Strategic Conclusions vs. Strategic Ideas: The Failure of “Marketing Science”

by Bruce Tait, for Brandweek  •  Published April 2002

Over the last 30 years the practice of marketing has become increasingly scientific. You can pay research companies to give you a quantitative (and therefore presumably “true”) measurement of virtually anything. Very few serious marketing companies would ever consider bringing a new product to market without some sort of stage-gate process that ensures every aspect of the “bundle” surpasses the pre-set hurdles. Even the language of marketing has changed to reflect the logical, disciplined process we have developed to arrive at brand strategy, i.e., we come to strategic conclusions rather than daring to have strategic ideas.

But has all this science made us better marketers? Unfortunately, there isn’t much evidence that it has. New product failure rates are still over 80% according to some studies. Even famously successful brands like Levi’s have suffered tremendous losses with sales dropping by some $2.5 billion between 1996 and 2000. How could such a catastrophic drop in sales occur in our scientific era? Why couldn’t anyone fix brands like Oldsmobile or Plymouth that have been around for decades?

Now I don’t think that we should throw out all of the discipline of good marketing thinking. However, I do believe that if you integrate more original thinking into a disciplined process, your chances of success dramatically improve. Strategic brand thinkers need a rallying cry to take back the creative high ground that marketing once owned in organizations.

Let’s step back and think about the fundamentals of what a brand is supposed to do. It needs to touch consumers with a relevant, compelling thought about a particular product or service. And it needs to differentiate that compelling thought from all other brand choices available.

What we see over and over again is that the great brands – the ones that provide superior financial return – do land in the top right hand quadrant of this chart. They are very compelling to their target and they have a sustainable, differentiating idea that protects them from the eroding margins of commoditization. Apple is a great example of such a brand. BusinessWeek reported in this summer’s ranking of brands that a whopping 80% of Apple’s total value as a company is attributed to the value of their brand. Great brands are clearly differentiated and in order to develop a truly differentiating brand idea, you need to be original. To come up with an original brand idea, you need to apply creativity. That’s why we argue that creativity in brand strategy is the lifeblood of branding.
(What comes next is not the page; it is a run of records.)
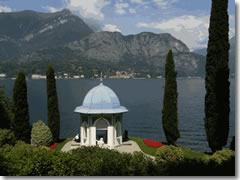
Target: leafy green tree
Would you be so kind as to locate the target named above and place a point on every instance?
(21, 125)
(169, 111)
(217, 77)
(53, 112)
(7, 137)
(41, 134)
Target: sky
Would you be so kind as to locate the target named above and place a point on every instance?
(187, 20)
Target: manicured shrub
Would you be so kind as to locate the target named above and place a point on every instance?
(41, 134)
(169, 158)
(7, 137)
(152, 143)
(220, 157)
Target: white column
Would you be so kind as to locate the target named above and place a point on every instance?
(110, 136)
(81, 131)
(93, 136)
(88, 136)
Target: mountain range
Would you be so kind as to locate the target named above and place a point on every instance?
(31, 40)
(232, 51)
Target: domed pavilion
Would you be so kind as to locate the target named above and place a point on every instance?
(101, 118)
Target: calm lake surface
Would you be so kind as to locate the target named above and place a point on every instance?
(142, 97)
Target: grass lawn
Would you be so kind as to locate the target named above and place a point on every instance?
(188, 153)
(146, 149)
(61, 144)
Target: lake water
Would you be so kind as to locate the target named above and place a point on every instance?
(142, 97)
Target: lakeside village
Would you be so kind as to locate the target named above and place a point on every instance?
(118, 75)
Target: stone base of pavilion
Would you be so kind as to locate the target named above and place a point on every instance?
(127, 147)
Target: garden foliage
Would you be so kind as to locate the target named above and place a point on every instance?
(169, 111)
(52, 99)
(21, 125)
(41, 134)
(7, 137)
(217, 83)
(27, 160)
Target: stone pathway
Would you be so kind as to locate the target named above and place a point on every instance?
(126, 147)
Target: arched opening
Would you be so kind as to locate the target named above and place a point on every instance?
(118, 129)
(101, 129)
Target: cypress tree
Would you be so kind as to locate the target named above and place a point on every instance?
(4, 118)
(169, 111)
(217, 77)
(53, 112)
(21, 125)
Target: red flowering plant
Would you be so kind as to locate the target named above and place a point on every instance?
(53, 146)
(152, 143)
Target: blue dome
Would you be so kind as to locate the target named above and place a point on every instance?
(100, 100)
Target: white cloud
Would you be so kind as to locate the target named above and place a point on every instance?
(87, 8)
(164, 3)
(137, 1)
(190, 29)
(132, 11)
(111, 28)
(5, 9)
(51, 9)
(120, 8)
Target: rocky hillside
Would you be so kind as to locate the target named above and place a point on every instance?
(27, 31)
(31, 40)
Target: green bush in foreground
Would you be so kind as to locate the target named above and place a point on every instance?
(41, 134)
(169, 154)
(7, 137)
(27, 160)
(168, 158)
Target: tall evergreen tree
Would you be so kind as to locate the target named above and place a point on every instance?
(4, 118)
(21, 125)
(217, 77)
(169, 111)
(53, 112)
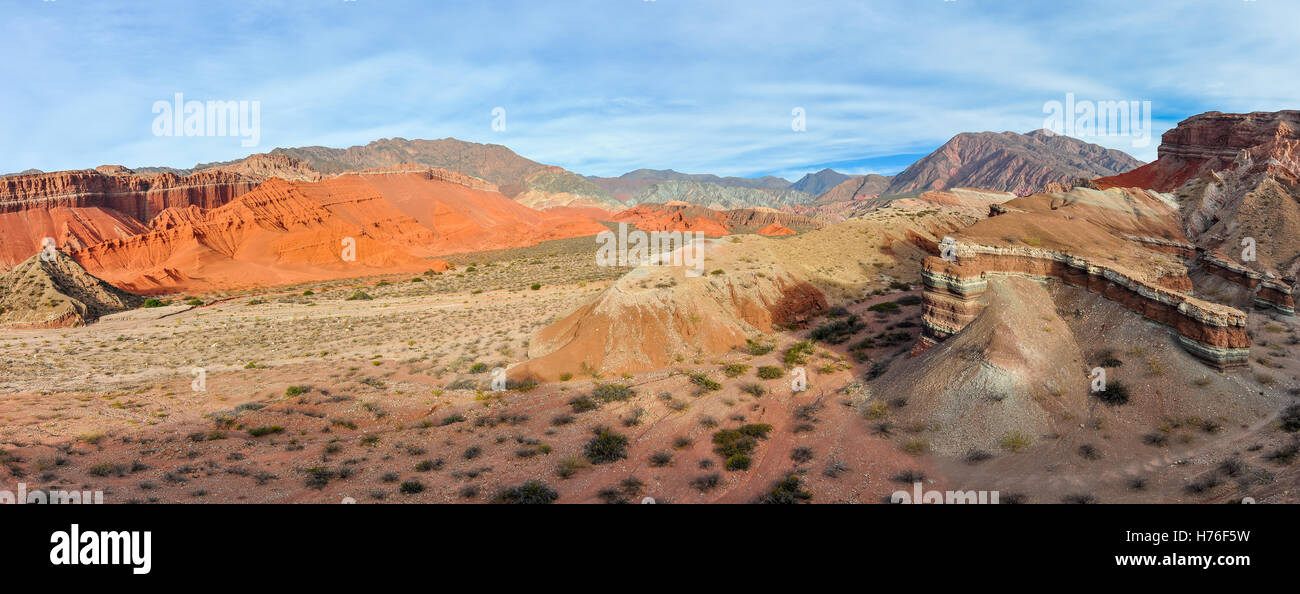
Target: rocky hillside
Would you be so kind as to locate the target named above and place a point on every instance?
(494, 163)
(1009, 161)
(677, 216)
(1121, 243)
(294, 232)
(86, 207)
(718, 196)
(1235, 177)
(56, 293)
(625, 186)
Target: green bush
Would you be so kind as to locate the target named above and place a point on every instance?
(410, 488)
(606, 447)
(798, 352)
(531, 493)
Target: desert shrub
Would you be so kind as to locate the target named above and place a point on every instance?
(798, 352)
(839, 332)
(411, 488)
(1114, 394)
(607, 393)
(735, 369)
(884, 307)
(1015, 441)
(570, 465)
(758, 348)
(661, 459)
(706, 482)
(788, 490)
(529, 493)
(584, 404)
(705, 382)
(1291, 419)
(265, 430)
(606, 446)
(736, 445)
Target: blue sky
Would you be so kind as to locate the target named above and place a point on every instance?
(607, 86)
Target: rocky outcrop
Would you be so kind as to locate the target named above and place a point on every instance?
(776, 230)
(87, 207)
(718, 196)
(658, 315)
(1015, 163)
(295, 232)
(677, 216)
(55, 291)
(1123, 245)
(1235, 177)
(1210, 332)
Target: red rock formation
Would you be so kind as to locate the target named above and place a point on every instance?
(1236, 177)
(775, 230)
(87, 207)
(677, 216)
(294, 232)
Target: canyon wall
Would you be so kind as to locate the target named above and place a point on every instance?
(953, 289)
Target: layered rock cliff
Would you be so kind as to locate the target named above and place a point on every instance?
(1236, 178)
(1119, 243)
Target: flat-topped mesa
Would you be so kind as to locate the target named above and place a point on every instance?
(138, 196)
(1210, 332)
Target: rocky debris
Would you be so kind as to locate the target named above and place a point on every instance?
(655, 315)
(57, 293)
(1235, 177)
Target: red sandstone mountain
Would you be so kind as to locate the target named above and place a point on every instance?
(677, 216)
(1009, 161)
(86, 207)
(294, 232)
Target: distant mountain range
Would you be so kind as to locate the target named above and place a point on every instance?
(1009, 161)
(997, 161)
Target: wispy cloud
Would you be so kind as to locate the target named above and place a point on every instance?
(606, 86)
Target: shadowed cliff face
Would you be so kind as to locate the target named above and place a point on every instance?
(1235, 178)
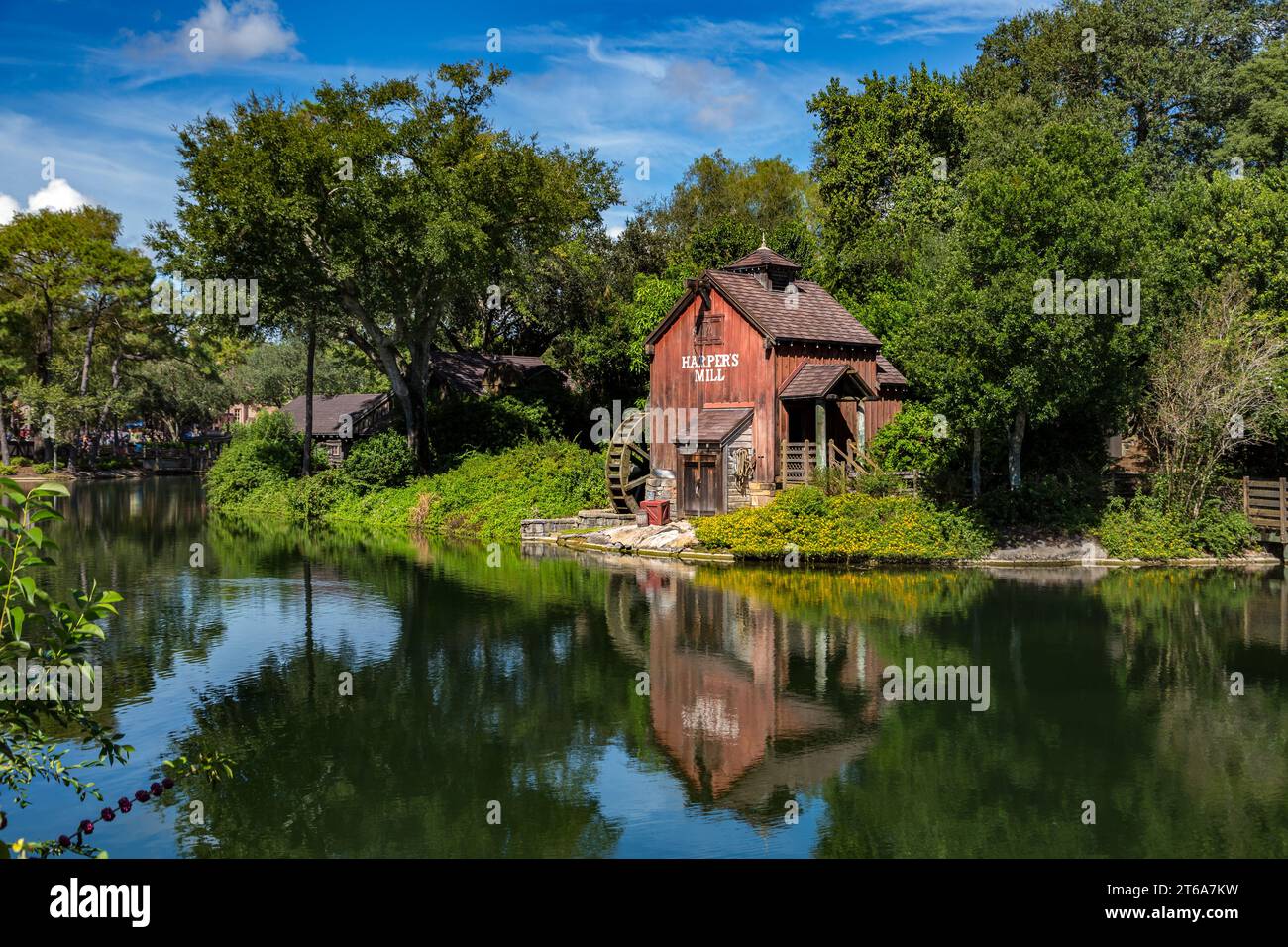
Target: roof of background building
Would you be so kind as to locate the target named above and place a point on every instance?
(761, 258)
(888, 373)
(812, 317)
(327, 410)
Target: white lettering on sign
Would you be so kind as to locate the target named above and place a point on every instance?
(709, 368)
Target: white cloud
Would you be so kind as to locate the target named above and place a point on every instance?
(639, 64)
(888, 21)
(56, 195)
(244, 31)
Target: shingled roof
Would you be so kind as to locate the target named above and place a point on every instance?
(815, 316)
(812, 380)
(763, 257)
(327, 411)
(477, 372)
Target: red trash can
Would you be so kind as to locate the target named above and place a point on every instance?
(658, 512)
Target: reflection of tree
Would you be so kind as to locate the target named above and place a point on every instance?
(134, 536)
(1122, 702)
(496, 688)
(505, 684)
(1177, 625)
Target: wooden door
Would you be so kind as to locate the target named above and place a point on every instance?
(702, 484)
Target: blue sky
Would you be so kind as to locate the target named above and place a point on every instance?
(98, 85)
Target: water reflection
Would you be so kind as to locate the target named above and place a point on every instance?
(520, 684)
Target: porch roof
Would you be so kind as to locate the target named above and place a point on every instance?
(818, 380)
(716, 424)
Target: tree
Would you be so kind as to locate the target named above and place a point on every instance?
(1258, 132)
(888, 161)
(395, 205)
(1163, 73)
(1212, 389)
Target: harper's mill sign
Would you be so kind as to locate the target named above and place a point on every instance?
(709, 368)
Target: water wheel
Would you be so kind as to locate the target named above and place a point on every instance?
(627, 466)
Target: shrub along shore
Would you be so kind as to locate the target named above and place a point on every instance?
(484, 496)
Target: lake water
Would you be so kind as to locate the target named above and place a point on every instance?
(514, 689)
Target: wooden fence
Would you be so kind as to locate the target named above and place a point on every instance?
(798, 460)
(1265, 502)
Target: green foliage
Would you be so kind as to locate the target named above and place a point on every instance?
(488, 495)
(441, 205)
(853, 527)
(308, 499)
(484, 496)
(910, 442)
(1146, 528)
(53, 634)
(382, 460)
(274, 373)
(488, 424)
(1258, 133)
(879, 484)
(1063, 504)
(267, 451)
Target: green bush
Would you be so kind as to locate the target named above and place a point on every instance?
(909, 442)
(851, 527)
(488, 495)
(1063, 504)
(1223, 532)
(487, 425)
(1147, 530)
(382, 460)
(313, 497)
(267, 450)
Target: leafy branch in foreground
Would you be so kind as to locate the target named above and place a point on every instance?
(53, 638)
(46, 672)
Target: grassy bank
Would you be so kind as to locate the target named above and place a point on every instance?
(850, 528)
(484, 496)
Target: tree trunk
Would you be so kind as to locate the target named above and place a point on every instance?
(419, 432)
(88, 357)
(46, 343)
(974, 463)
(106, 411)
(308, 399)
(1014, 447)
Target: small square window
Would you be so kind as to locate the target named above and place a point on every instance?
(709, 329)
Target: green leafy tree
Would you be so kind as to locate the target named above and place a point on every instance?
(395, 205)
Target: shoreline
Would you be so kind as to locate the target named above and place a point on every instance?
(696, 554)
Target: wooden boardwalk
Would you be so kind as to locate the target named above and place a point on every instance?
(1265, 502)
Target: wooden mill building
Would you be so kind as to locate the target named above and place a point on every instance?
(772, 375)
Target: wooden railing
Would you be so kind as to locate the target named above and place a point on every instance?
(797, 460)
(1265, 502)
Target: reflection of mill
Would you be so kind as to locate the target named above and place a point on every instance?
(748, 705)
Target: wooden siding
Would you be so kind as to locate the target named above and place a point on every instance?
(754, 382)
(748, 384)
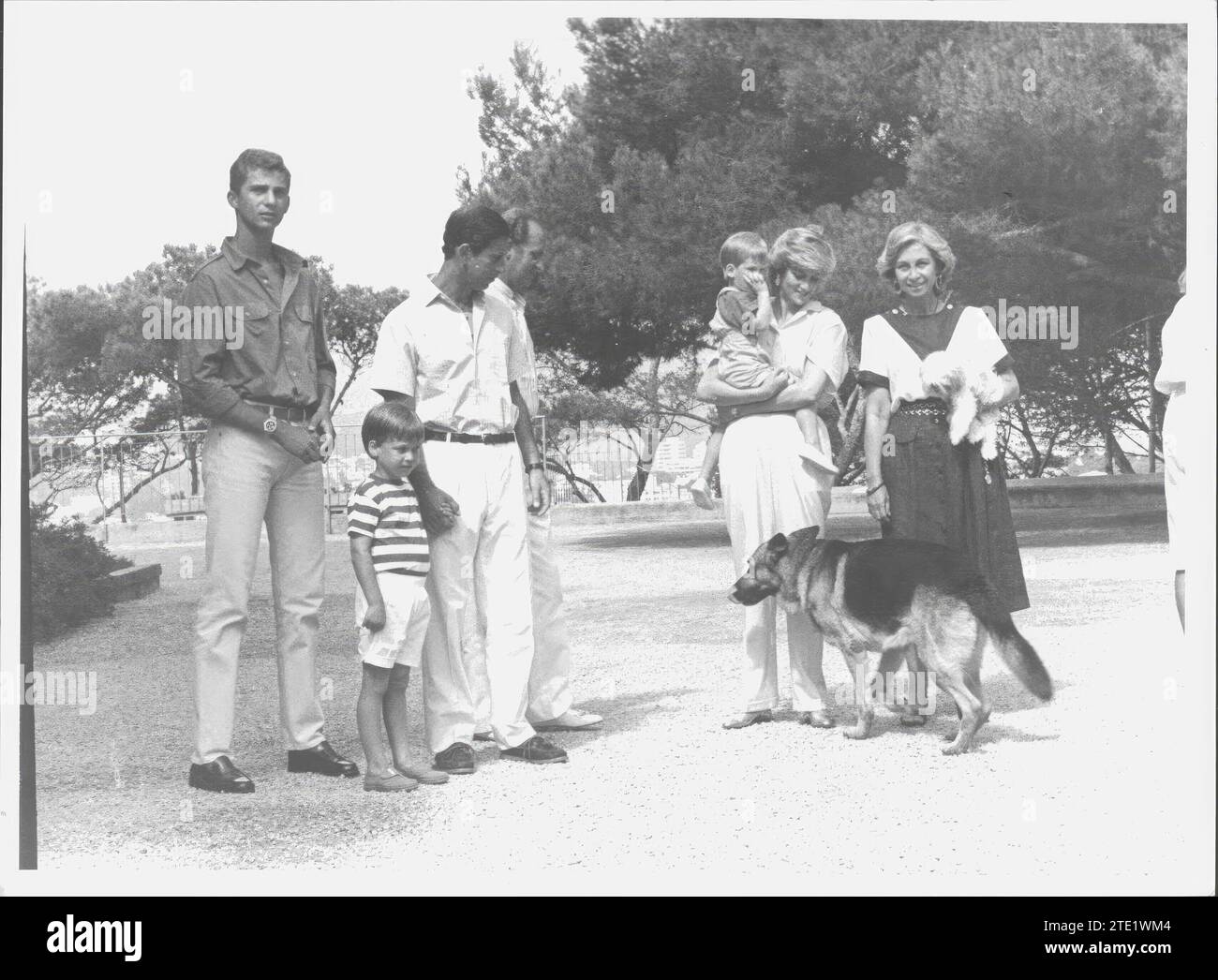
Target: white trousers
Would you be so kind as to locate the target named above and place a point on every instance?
(479, 573)
(768, 488)
(549, 681)
(250, 481)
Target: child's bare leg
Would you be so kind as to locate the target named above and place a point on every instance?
(701, 490)
(396, 724)
(368, 717)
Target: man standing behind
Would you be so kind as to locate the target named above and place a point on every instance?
(450, 352)
(549, 688)
(267, 402)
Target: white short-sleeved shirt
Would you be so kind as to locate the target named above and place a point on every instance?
(812, 333)
(515, 302)
(888, 358)
(458, 373)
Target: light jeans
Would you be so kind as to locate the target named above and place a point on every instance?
(250, 480)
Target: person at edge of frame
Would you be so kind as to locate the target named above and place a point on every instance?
(268, 401)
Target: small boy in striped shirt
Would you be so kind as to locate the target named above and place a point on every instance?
(389, 550)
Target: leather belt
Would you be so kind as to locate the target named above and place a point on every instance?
(283, 411)
(439, 435)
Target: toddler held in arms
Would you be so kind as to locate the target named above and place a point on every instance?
(743, 326)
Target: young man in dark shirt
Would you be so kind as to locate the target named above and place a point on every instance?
(268, 401)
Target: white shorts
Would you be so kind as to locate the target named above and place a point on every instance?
(407, 613)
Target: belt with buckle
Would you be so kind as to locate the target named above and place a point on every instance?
(439, 435)
(283, 411)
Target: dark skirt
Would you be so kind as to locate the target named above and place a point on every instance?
(938, 492)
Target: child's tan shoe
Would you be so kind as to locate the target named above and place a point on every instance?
(424, 775)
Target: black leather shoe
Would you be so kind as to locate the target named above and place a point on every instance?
(220, 777)
(536, 750)
(457, 759)
(320, 759)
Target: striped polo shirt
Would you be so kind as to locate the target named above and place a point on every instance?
(389, 513)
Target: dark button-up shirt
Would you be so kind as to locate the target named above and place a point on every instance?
(283, 358)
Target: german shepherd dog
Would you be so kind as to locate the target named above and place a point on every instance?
(909, 599)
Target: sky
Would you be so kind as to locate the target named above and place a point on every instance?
(128, 122)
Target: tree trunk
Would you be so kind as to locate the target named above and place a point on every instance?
(1113, 455)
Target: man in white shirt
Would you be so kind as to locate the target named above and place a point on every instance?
(549, 688)
(451, 353)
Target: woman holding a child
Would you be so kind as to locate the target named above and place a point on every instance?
(768, 474)
(918, 484)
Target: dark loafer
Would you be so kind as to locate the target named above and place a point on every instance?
(220, 776)
(536, 750)
(457, 759)
(323, 760)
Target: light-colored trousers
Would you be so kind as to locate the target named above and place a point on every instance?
(767, 488)
(248, 480)
(479, 573)
(549, 679)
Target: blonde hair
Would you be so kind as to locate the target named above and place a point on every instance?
(916, 232)
(802, 248)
Professor Robert Sutton of Stanford University wrote in the September issue of Harvard Business Review that, “Organizations use all sorts of methods, such as “gates’ in the product development process, to try to improve their odds of success. But there is little evidence that such practices actually reduce the proportion of flops.” While he’s referring to product development, the same problem applies to brand strategy development. Yet we keep using these processes, which are baked into many corporate cultures, believing that if we could just make it more scientific we’ll get it right more often.

The fact is, original ideas and quantitative testing don’t usually mix well. Studies done by psychologists like Robert Zajonc at Stanford show that on initial exposure, “rare and unfamiliar things provoke negative evaluations” – just because they are rare and unfamiliar. Conversely, the more you show someone something new, the more they like it. Now that’s hard to work into any kind of quantitative testing methodology so it’s an important fact of human psychology that is largely ignored as an inconvenience to our “scientific method”. As a result, most original strategic ideas never survive the tests.

As a result, marketers too often come to strategic conclusions after a process that kills off all original strategic ideas. We find ourselves in a predictable (although statistically defensible) place where we have to ask designers and agency creatives to differentiate an un-original strategy through execution. But if your fundamental brand premise – your strategic point of view – is not original, then an ad that reflects that theme is not likely to be original either.

Let’s face it, judgment needs to play a bigger role and test scores a smaller one if we hope to create more powerful, differentiating brand strategies. Managers need to come to grips with the fact that quantitative support may be impossible to find for big, original ideas. As Dean Stanley Teele of Harvard Business School was quoted as saying, “The art of management is the art of making meaningful generalizations out of inadequate facts.” If that seems frightening, think of the alternative… brands in category after category inexorably drifting towards sameness, leading to price differentiation and vastly diminished profitability. Now that’s frightening.

So let’s not let it happen. America’s strength has always been in its ability to invent and create new ideas on all levels. It’s time that brand strategists stop being satisfied with strategic conclusions and start having strategic ideas. No more should ideas be the exclusive domain of copywriters, designers and R&D people. In truth, great brand strategy requires a great idea, not just a logical conclusion. Brand strategists need to get back in the game.